A Casa de Passagem Heitor de Andrade Fontão lança a Campanha ‘Nossa Casa Merece Respeito’, com o objetivo de explicar sobre o funcionamento da entidade, bem como desmistificar o estigma e preconceito que parte da população ainda possui. A Casa de Passagem completa neste mês de maio 58 anos.
À Gazeta de Vargem Grande, o diretor da entidade Eduardo Augusto Pereira Novelino, o conhecido Eduardo Caju, informou que a organização Servus Christi é a mantenedora da Casa de Passagem e também da chácara alugada há quase cinco anos.
Hoje, Juliana Andrade é a coordenadora da Casa de Passagem, onde há nove pessoas trabalhando, e Telina Cláudia é a coordenadora da chácara, onde há seis pessoas prestando serviços. Além disso, há 12 voluntários na diretoria à frente da chácara e da casa.
Eduardo explicou, porém, que há cinco anos a Servus assumiu a entidade com um mandato tampão porque não havia mais diretoria, apenas duas pessoas estavam envolvidas com a Casa de Passagem. “Assumimos, fizemos pintura, pagamos umas coisas, regularizamos outras e aí nosso grupo mesmo que continuou e está se revezando na diretoria e na coordenação para manter a entidade”, disse.
O diretor pontuou que o principal desafio que a entidade enfrenta é o estigma da sociedade. “Acham que acolhemos pessoas encostadas, que não querem nada com nada, desde sempre há essa ideia. Porém, as pessoas que ficam na praça são 30 ou 40% do atendimento. Tem os vargengrandenses rotativos, mas existem muitos casos bonitos, de transformação de vida, pessoas que saíram da vida, que são da cidade. Acho que o nosso público hoje deve ser uns 40% itinerantes, então se tem a ideia que só ficamos dando serviço para esse pessoal que está na praça, e eu acredito que a entidade tem um papel muito importante e fundamental”, ressaltou.

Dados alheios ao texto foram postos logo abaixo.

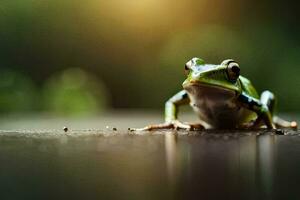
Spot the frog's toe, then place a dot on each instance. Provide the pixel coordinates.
(180, 125)
(154, 127)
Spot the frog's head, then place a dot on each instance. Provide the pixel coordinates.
(224, 76)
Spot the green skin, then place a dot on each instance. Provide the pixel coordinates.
(222, 98)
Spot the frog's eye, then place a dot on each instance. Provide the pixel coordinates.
(187, 67)
(233, 71)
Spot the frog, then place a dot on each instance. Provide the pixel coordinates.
(222, 99)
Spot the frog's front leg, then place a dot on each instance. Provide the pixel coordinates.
(260, 107)
(171, 112)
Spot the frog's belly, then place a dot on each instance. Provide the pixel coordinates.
(216, 106)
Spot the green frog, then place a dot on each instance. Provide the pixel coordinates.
(222, 98)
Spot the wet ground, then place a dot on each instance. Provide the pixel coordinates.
(106, 164)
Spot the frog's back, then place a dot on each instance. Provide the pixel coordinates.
(247, 87)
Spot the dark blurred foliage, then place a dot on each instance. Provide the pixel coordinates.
(133, 51)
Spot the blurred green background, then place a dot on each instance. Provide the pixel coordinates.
(74, 57)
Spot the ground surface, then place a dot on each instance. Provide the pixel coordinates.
(38, 160)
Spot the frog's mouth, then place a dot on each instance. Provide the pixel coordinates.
(213, 85)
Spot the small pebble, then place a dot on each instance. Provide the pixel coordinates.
(279, 131)
(65, 129)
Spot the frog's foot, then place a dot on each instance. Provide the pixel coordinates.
(281, 123)
(171, 125)
(250, 125)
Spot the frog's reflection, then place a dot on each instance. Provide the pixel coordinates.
(221, 162)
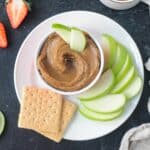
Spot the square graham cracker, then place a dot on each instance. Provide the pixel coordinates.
(40, 109)
(68, 111)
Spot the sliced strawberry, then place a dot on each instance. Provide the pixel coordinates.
(3, 37)
(17, 10)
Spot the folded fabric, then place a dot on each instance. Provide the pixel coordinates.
(137, 138)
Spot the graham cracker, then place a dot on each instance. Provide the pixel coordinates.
(68, 111)
(40, 109)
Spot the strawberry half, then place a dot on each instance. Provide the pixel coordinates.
(3, 37)
(17, 10)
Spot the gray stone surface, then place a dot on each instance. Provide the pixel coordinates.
(136, 21)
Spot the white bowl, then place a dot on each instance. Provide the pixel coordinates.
(48, 86)
(120, 4)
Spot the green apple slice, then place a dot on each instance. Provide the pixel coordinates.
(119, 59)
(109, 46)
(78, 40)
(63, 31)
(120, 86)
(102, 87)
(125, 68)
(2, 122)
(133, 88)
(106, 104)
(99, 116)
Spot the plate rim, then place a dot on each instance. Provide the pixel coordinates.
(87, 12)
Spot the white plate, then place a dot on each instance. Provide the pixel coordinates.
(24, 72)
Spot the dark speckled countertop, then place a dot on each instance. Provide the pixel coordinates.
(136, 21)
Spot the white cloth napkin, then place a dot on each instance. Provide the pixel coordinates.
(137, 138)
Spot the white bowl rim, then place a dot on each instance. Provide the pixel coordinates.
(76, 92)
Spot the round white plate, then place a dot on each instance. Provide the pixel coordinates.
(24, 72)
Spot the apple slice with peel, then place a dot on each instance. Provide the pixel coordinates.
(99, 116)
(106, 104)
(120, 86)
(63, 31)
(78, 40)
(125, 68)
(102, 87)
(119, 59)
(109, 46)
(133, 88)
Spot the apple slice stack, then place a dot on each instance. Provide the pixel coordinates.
(119, 83)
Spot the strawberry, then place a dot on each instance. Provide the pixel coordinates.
(3, 37)
(17, 11)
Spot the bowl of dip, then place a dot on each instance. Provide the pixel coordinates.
(66, 71)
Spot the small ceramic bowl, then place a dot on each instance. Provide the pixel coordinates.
(48, 86)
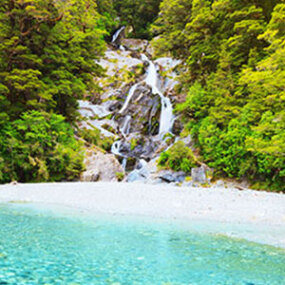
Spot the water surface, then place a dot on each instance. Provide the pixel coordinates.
(40, 247)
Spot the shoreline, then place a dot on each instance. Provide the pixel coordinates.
(253, 215)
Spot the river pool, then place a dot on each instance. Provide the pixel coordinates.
(45, 247)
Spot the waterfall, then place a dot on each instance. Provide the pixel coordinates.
(130, 95)
(125, 129)
(117, 34)
(166, 116)
(116, 148)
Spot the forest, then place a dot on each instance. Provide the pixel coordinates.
(232, 80)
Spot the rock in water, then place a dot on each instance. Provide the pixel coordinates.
(199, 175)
(101, 167)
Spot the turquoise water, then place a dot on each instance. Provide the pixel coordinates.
(45, 248)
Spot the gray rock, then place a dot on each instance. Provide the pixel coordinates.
(220, 184)
(103, 167)
(199, 175)
(134, 176)
(171, 177)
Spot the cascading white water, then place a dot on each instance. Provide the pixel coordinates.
(117, 33)
(116, 148)
(130, 95)
(166, 116)
(125, 129)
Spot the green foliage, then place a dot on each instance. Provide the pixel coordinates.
(178, 157)
(138, 14)
(120, 176)
(47, 54)
(94, 136)
(236, 78)
(39, 147)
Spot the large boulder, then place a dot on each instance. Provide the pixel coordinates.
(199, 175)
(101, 167)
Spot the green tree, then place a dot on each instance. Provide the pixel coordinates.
(48, 53)
(39, 147)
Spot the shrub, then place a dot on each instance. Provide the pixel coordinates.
(178, 157)
(39, 147)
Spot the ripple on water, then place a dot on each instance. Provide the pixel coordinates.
(43, 248)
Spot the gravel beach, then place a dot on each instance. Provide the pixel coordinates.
(262, 212)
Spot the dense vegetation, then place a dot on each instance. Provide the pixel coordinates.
(234, 53)
(47, 53)
(233, 79)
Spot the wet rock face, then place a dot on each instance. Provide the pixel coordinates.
(137, 122)
(135, 44)
(101, 167)
(144, 109)
(138, 146)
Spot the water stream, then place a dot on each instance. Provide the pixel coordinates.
(166, 115)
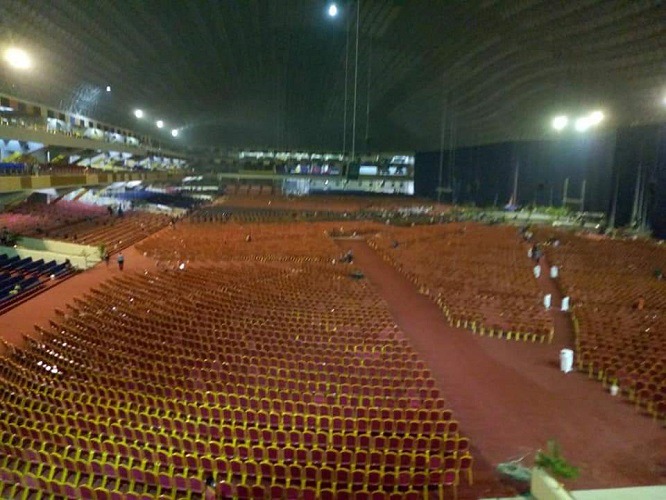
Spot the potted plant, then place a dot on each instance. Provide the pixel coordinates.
(550, 468)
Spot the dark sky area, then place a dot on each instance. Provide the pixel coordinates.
(271, 73)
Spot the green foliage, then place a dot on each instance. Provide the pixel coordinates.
(554, 463)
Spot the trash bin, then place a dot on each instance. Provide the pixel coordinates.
(566, 360)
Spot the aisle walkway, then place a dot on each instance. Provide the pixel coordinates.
(510, 397)
(38, 310)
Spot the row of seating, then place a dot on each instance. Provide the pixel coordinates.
(489, 292)
(38, 219)
(619, 312)
(127, 375)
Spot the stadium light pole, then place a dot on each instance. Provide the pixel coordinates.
(344, 118)
(358, 23)
(17, 58)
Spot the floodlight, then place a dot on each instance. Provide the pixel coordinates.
(17, 58)
(583, 123)
(559, 123)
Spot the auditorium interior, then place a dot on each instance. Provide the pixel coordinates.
(314, 249)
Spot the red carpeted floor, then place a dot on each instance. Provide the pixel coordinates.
(510, 397)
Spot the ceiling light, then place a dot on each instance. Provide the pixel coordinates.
(583, 123)
(17, 58)
(560, 122)
(596, 117)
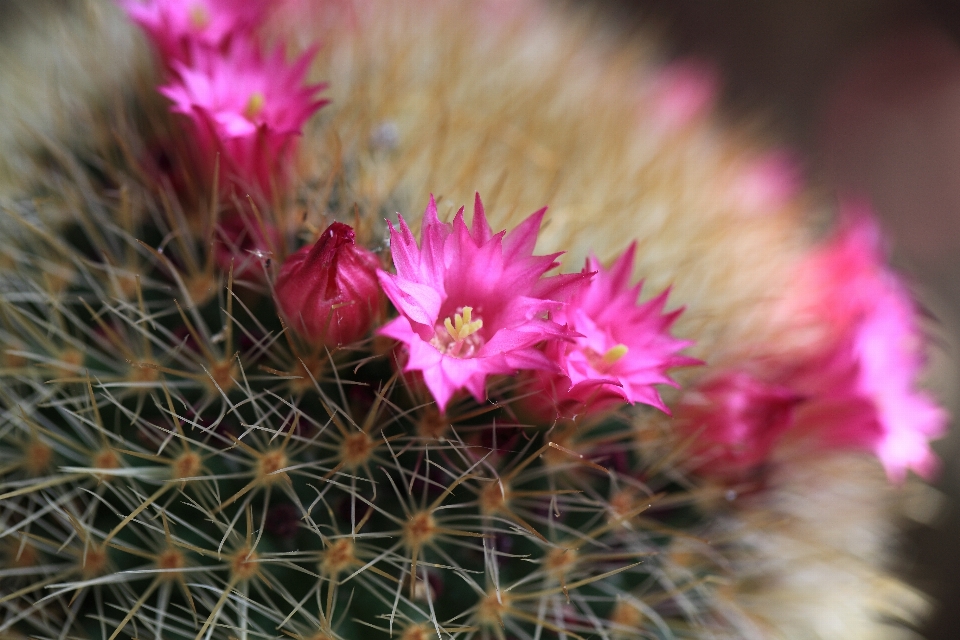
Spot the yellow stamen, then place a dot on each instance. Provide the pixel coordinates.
(614, 354)
(199, 18)
(254, 105)
(462, 327)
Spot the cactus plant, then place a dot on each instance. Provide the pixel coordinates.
(215, 426)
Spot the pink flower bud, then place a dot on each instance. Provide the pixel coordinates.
(328, 293)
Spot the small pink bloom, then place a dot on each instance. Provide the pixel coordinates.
(623, 348)
(246, 107)
(176, 27)
(767, 183)
(472, 303)
(684, 91)
(328, 292)
(735, 420)
(862, 384)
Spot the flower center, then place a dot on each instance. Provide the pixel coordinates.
(254, 105)
(610, 357)
(458, 337)
(199, 18)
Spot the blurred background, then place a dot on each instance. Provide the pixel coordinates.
(867, 93)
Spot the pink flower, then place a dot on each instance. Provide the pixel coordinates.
(683, 92)
(768, 182)
(472, 303)
(623, 348)
(735, 421)
(247, 108)
(862, 383)
(177, 26)
(328, 292)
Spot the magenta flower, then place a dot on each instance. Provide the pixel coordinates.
(247, 108)
(735, 420)
(683, 92)
(328, 292)
(177, 27)
(471, 303)
(622, 351)
(862, 386)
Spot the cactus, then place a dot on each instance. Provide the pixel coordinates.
(188, 450)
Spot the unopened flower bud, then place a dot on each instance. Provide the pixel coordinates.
(328, 292)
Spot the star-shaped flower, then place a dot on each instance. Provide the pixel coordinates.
(473, 303)
(248, 108)
(623, 348)
(863, 385)
(176, 27)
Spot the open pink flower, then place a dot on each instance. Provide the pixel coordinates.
(735, 420)
(623, 348)
(177, 27)
(472, 303)
(246, 107)
(862, 384)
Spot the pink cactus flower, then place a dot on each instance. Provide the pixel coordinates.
(735, 420)
(248, 108)
(177, 27)
(328, 292)
(471, 303)
(623, 348)
(684, 91)
(862, 387)
(767, 183)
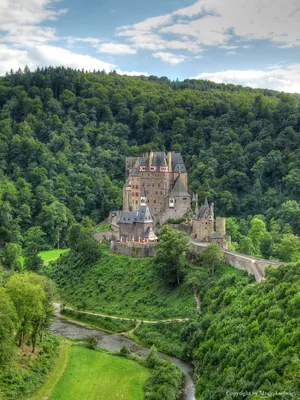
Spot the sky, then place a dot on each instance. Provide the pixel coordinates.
(246, 42)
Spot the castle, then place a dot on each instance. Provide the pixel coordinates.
(159, 180)
(206, 229)
(156, 190)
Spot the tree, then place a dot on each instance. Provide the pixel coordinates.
(8, 323)
(28, 298)
(55, 219)
(83, 244)
(257, 232)
(170, 255)
(288, 249)
(197, 279)
(12, 253)
(212, 255)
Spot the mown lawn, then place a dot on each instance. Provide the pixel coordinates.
(91, 375)
(51, 255)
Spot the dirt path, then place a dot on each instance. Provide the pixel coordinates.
(139, 320)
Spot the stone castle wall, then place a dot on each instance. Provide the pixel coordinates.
(254, 266)
(133, 249)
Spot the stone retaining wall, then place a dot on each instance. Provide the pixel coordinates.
(133, 249)
(254, 266)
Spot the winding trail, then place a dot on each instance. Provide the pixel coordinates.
(138, 320)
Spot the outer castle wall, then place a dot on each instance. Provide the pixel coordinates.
(133, 249)
(252, 265)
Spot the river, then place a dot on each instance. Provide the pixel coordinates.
(115, 342)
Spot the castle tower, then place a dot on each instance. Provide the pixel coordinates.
(203, 224)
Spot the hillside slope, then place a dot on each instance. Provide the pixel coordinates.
(64, 135)
(121, 286)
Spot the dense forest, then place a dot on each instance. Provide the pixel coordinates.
(64, 135)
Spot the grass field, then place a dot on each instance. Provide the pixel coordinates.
(54, 376)
(91, 375)
(51, 255)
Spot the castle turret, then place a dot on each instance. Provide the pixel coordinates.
(150, 159)
(221, 225)
(170, 161)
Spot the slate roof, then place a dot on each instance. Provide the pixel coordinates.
(143, 192)
(216, 235)
(128, 217)
(179, 190)
(202, 211)
(159, 159)
(205, 207)
(178, 163)
(142, 216)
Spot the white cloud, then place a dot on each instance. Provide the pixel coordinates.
(26, 42)
(282, 79)
(116, 48)
(218, 22)
(20, 21)
(57, 56)
(169, 58)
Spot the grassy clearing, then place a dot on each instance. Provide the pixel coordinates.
(51, 255)
(106, 323)
(54, 376)
(91, 375)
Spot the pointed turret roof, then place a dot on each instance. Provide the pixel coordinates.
(143, 192)
(206, 202)
(204, 208)
(179, 189)
(159, 159)
(143, 214)
(178, 163)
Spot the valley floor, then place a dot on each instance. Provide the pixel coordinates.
(81, 373)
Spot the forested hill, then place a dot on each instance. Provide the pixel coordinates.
(64, 135)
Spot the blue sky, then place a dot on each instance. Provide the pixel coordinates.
(254, 43)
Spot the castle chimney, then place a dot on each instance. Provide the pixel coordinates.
(150, 159)
(170, 161)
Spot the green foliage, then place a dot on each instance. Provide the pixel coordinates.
(118, 285)
(12, 254)
(169, 259)
(102, 227)
(28, 373)
(110, 324)
(8, 323)
(64, 135)
(83, 245)
(253, 341)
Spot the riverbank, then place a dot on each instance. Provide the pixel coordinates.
(115, 342)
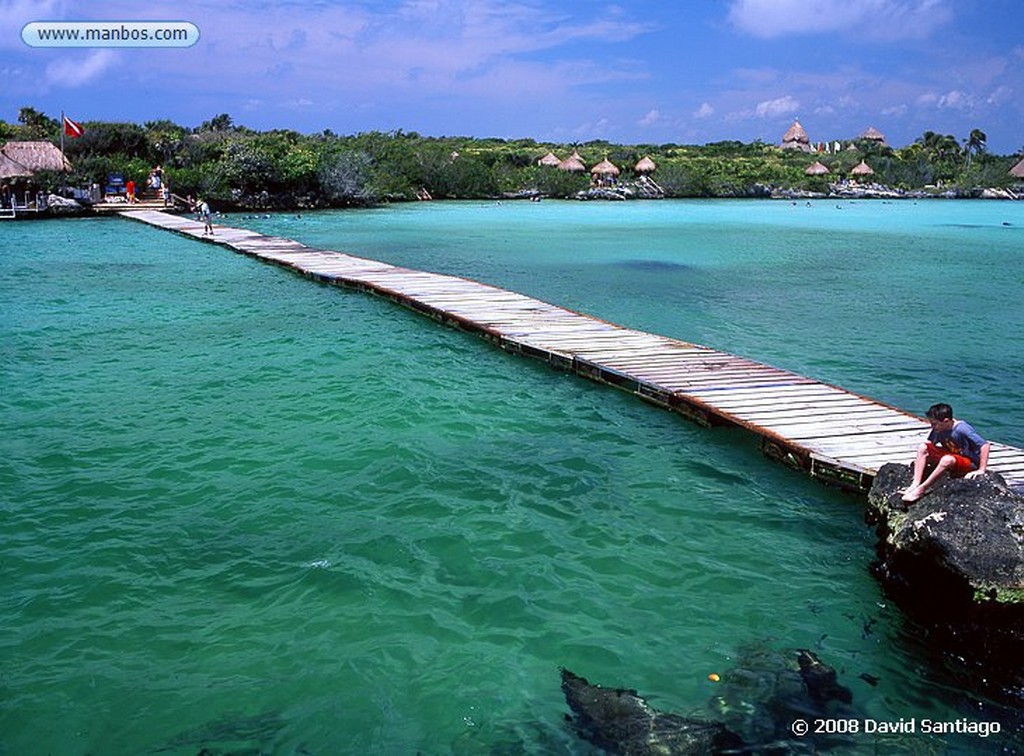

Hoje, a Casa de Passagem funciona das 18h às 7h e pode abrigar cinco homens e cinco mulheres durante a noite. Porém, além de local para dormir, também fornece banho, jantar e café da manhã e tem uma média de 8 a 14 atendimentos por dia.
“Quando não há mulheres, que é a minoria, conseguimos abrigar mais homens. Porém, também oferecemos comida e banho. Às vezes a pessoa recebe na porta da casa dela, dá um prato de comida, mas não pode colocar pra dentro. E nós não, estamos com a porta aberta para todos, para ajudar e resgatar, é por isso que nosso projeto se chama Eu Resgato. É ter esse olhar amoroso para perceber quem quer ser resgatado, quem precisa e quer essa ajuda, pois alguns não querem”, disse.
Em cinco anos, porém, Eduardo pôde ver muitos casos emocionantes de transformação. “Eu enxergo o trabalho da casa como uma obra de misericórdia, é uma atitude de amor de um povo, do vargengrandense, tendo nossa porta aberta, que temos um bom diálogo com o Centro Espírita. Então penso que além disso, é uma necessidade gritante. No auge da pandemia em São Paulo eram 50 mil pessoas em situação de rua. A casa não é para quem está em situação de rua, mas para quem está em situação de vulnerabilidade, recebemos famílias, crianças, pessoas que tem uma casa, mas não tem condição financeira para fazer comida, não tem como tomar banho”, explicou.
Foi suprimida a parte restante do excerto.